Share your dilemmas and get honest opinions from other Mumsnetters.

Dh doesn't like my son and wants him to leave

290 replies

lionkingess · 12/06/2024 16:44

I was very young when I had ds at 16 and so he was brought up by a family member but I still had contact with him.
I married dh when ds was still young (12) and we now have 2 children but still had regular contact with ds and a good relationship with him.

When ds turned 17 he asked if he could move in with us as he wasn't happy at home and we agreed but I know dh found it hard and saw him as a grown man moving in with us.

Ds is 24 now and has lives with us for the last 8 years, dh thinks he should move out now as he's grown up but I think he's just never really taken to him, he's never treated him like our other boys and he's often annoyed by him.

I don't want ds to move out because I finally feel like I have my son back with me now and I'm grateful he still wants a relationship with me after I let him down as a child but this situation is coming between dh and I who I have two younger children with.
I had hoped he'd stay with us until he was ready to move out of his own accord but he doesn't show any signs he intends to move out.

I can understand that dh didn't sign up for this but this is where we are, dh is fine in front of ds but is constantly moaning to me about him and saying he needs to go.

OP posts:
baileys6904 · 12/06/2024 16:46

Is son working? Is he contributing to the household? Is he staying within the rules?

If yes, your husband is a dick

LaurieFairyCake · 12/06/2024 16:49

Well I love my kids so be aware that how you feel may be rooted in your guilt Flowers

Because I was so happy when the (lovely) fuckers moved out Grin before 24

kanet · 12/06/2024 16:49

I get that your dh doesn't want this adult in his home.

But you need to keep your ds at home with you until he is ready. Young people these days are in need of parental support for a long time.

lionkingess · 12/06/2024 16:49

baileys6904 · 12/06/2024 16:46

Is son working? Is he contributing to the household? Is he staying within the rules?

If yes, your husband is a dick

Yes he works full time and contributes financially.

OP posts:
Technonan · 12/06/2024 16:50

I can understand why your DH isn't delighted at having a 24-year-old living with you full-time. Their relationship may be better if your DS moved to his own place, or shared with people his own age. You can't get back the mother-son relationship that you missed when he was younger - you were very young, so don't kick yourself for this. You are still his mother. But you can have a mother-adult son relationship. You don't have to put your current relationship in jeopardy to have this.

Have you really talked to your DH about this? Does he understand the way you feel?

vodkaredbullgirl · 12/06/2024 16:51

Where is he going to live?

CatamaranViper · 12/06/2024 16:52

At 24, your DS should really be looking at standing on his own two feet and moving out. Was your DH onboard with him moving in in the first place? Is your DS contributing financially?
He absolutely shouldn't create a hostile environment for your son, both should be treating each other with respect.
I think you and DH need to reach an agreement about how long he can stay.
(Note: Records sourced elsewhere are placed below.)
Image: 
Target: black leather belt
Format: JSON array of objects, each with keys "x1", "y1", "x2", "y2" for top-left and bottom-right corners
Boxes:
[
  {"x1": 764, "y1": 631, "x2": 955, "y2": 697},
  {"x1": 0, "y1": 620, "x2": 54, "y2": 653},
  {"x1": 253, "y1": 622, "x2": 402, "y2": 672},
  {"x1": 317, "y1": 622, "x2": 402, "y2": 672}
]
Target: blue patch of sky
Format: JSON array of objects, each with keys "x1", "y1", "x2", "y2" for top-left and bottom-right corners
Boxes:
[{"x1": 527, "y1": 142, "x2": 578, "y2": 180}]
Cattery · 12/06/2024 16:53

Call me old fashioned but my kids come first

Motnight · 12/06/2024 16:53

Your son at 24 should have a plan to move out, it's no different to any other adult living with a parent. But your DH doesn't sound nice at all.
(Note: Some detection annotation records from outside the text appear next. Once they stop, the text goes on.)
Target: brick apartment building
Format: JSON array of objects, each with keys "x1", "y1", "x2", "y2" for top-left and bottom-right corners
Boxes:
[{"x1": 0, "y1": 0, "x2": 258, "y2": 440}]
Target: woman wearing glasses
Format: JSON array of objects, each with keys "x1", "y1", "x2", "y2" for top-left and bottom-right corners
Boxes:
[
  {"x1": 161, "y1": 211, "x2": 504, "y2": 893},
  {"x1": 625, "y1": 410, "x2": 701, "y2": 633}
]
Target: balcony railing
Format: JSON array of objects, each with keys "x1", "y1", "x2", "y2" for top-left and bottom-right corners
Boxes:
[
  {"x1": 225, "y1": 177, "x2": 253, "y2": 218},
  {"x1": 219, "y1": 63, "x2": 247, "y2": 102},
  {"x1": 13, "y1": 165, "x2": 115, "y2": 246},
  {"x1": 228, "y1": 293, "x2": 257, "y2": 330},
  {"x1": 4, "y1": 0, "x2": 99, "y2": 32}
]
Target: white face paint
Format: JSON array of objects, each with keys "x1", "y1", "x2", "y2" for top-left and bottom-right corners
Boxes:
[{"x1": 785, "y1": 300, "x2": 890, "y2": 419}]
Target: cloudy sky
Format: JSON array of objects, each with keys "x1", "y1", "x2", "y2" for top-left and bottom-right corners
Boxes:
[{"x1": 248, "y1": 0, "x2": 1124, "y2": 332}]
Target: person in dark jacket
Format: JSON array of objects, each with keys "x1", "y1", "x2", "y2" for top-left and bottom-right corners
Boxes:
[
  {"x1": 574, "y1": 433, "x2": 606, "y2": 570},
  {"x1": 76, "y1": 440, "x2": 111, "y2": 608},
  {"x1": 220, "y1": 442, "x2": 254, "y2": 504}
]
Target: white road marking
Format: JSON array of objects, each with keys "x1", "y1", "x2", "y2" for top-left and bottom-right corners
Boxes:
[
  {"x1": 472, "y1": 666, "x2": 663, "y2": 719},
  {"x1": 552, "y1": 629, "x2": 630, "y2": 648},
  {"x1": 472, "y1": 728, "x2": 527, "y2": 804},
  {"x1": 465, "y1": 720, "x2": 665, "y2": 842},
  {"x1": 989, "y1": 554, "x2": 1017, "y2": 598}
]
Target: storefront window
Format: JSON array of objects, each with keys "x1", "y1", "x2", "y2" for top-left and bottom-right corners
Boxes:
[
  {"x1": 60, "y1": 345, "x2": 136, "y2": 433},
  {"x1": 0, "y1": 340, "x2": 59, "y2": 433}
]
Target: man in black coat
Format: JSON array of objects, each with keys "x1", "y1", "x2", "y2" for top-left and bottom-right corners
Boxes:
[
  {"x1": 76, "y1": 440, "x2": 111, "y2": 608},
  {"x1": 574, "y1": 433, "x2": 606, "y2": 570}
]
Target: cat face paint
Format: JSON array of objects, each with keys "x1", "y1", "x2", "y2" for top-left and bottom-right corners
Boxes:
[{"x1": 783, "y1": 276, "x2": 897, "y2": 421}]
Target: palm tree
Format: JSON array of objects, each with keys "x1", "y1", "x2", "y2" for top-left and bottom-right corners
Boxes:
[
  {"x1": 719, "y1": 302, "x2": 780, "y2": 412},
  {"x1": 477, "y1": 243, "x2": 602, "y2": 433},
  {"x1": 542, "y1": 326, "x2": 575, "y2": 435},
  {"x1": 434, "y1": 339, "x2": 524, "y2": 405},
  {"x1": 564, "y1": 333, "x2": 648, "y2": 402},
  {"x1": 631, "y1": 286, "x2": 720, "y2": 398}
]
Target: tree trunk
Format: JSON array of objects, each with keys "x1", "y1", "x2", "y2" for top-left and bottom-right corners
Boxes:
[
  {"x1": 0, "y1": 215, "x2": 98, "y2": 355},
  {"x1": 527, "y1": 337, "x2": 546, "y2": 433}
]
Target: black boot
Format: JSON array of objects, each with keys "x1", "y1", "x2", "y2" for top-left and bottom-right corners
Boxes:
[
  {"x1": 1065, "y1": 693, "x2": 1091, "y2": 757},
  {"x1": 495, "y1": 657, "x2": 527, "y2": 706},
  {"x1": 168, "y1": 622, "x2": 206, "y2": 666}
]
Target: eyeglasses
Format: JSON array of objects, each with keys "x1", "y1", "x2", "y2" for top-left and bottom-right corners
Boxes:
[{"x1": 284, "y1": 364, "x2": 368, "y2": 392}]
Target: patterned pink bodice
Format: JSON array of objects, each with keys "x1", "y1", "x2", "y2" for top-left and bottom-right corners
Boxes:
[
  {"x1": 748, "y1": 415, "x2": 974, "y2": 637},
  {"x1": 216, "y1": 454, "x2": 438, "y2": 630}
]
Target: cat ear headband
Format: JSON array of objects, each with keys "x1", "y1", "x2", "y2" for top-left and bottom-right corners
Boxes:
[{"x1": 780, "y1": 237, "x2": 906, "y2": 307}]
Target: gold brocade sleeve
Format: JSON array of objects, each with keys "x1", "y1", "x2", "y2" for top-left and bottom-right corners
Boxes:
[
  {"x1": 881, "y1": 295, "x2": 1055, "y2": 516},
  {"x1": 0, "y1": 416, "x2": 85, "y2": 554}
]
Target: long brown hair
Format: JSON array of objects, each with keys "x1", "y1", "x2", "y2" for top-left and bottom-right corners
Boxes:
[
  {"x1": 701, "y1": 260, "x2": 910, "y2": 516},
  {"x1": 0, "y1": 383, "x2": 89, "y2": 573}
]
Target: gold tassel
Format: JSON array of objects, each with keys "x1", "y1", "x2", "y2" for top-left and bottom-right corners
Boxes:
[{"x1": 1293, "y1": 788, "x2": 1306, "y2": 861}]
harriethoyle · 12/06/2024 16:54

Hmmmm. I have some sympathy for your DH. He's right in that an adult is living with you and at 24 it's entirely feasible he could live independently. I did at that age. Don't let your guilt skew your perspective, if that's possible.

sixtyandsomething · 12/06/2024 16:54

I think it lovely that your son is with you, and settled, and working and contributing to the household. I your position I would be making it very clear to DH that I would chose son over him if he made me choose, and he himself needs to either accept the situation, or leave if he cant

TheCheeseThief · 12/06/2024 16:55

Your child always come first.

Limesodaagain · 12/06/2024 16:55

baileys6904 · 12/06/2024 16:46

Is son working? Is he contributing to the household? Is he staying within the rules?
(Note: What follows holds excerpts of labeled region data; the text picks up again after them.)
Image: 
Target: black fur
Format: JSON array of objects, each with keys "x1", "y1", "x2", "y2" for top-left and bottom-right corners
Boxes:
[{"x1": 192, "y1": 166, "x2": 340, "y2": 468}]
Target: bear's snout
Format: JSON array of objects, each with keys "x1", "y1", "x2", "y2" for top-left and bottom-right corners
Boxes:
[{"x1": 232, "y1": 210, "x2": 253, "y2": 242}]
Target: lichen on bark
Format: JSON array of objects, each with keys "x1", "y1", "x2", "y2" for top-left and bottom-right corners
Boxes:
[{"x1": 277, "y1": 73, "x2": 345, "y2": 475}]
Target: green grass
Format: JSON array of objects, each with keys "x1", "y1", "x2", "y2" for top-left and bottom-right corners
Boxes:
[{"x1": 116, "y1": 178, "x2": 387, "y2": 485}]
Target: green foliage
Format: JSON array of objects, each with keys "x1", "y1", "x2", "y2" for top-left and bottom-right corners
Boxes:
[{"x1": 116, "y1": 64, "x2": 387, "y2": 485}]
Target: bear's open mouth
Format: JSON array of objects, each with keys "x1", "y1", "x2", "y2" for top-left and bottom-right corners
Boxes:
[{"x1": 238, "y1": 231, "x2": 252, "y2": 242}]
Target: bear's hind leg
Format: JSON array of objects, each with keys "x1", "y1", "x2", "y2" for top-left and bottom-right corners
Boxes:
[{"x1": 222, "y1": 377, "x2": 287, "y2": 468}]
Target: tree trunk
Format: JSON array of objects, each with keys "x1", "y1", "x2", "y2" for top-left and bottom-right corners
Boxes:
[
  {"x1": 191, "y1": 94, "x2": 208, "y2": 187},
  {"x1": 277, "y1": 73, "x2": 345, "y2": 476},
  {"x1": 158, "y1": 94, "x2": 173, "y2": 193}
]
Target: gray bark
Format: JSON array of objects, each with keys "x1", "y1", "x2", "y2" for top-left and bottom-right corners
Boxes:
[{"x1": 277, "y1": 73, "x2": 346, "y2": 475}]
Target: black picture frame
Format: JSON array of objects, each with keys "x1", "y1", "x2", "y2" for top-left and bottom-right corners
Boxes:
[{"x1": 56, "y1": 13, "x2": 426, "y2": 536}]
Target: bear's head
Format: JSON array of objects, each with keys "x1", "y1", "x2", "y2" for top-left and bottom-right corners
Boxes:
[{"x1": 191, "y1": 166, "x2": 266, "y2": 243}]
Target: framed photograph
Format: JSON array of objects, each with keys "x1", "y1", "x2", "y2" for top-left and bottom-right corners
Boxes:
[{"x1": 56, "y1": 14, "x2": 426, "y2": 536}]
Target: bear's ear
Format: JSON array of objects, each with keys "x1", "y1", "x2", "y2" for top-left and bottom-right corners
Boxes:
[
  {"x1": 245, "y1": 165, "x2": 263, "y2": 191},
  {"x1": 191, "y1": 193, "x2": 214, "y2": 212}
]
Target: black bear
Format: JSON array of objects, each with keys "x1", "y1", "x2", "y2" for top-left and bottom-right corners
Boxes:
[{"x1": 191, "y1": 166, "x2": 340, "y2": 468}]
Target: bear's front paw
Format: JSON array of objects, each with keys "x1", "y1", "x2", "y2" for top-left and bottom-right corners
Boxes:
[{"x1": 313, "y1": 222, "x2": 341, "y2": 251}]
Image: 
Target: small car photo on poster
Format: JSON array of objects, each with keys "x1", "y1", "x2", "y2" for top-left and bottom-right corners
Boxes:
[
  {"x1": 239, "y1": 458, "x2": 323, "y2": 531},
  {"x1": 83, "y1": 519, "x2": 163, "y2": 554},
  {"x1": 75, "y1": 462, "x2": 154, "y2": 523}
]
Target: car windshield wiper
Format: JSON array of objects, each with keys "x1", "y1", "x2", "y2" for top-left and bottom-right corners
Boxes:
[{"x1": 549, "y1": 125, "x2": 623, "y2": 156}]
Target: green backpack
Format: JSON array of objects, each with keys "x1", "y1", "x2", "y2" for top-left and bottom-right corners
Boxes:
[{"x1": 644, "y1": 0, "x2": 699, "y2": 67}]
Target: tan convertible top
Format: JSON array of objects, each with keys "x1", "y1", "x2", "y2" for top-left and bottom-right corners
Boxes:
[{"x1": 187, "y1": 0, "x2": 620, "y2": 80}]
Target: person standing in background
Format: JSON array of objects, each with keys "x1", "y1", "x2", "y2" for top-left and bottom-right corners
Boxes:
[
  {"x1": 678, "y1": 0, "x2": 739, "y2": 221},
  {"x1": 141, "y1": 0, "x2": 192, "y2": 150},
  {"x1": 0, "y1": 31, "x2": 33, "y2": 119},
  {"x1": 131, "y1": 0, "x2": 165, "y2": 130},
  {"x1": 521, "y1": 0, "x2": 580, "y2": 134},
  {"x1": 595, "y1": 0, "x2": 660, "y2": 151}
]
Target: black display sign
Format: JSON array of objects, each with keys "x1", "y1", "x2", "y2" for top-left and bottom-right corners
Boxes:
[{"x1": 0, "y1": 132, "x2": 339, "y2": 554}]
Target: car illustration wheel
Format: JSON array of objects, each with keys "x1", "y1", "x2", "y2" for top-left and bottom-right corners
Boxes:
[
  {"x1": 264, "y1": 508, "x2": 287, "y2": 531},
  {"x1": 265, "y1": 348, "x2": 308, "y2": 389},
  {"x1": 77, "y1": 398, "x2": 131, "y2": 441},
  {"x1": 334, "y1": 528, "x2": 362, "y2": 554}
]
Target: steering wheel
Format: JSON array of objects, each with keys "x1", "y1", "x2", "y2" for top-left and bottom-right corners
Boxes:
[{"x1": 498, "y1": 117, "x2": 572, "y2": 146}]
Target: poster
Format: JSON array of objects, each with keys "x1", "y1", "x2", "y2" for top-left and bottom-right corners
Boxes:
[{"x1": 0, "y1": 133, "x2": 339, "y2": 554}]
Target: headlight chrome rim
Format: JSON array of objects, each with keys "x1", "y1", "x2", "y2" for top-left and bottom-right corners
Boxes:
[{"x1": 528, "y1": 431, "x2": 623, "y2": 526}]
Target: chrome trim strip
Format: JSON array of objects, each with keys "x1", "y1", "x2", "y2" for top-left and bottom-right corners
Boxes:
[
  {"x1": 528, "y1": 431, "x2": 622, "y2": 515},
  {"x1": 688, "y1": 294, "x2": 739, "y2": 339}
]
If yes, your husband is a dick

I don’t think this is fair because the son has been living with them for 12 years and is now 24 years old. I find it hard to live with my own adult children. As long as he doesn’t make the adult son uncomfortable and just voices his complaints to OP then I think it’s ok. As pp said - probably best to compromise on a reasonable date in the future.

Singleandproud · 12/06/2024 16:56

I think actually it's really important that you support him in moving out. You weren't an active parent for other key milestones understandably but this one is yours to support him and help him get set up properly for adults life, I think it might be a really important stage in your relationship and developing that Parent Child bond you missed out on in his younger years

You get to set up new family traditions, regular family meal on a Sunday or whatever, popping to his for tea every other Saturday or whatever works for you both.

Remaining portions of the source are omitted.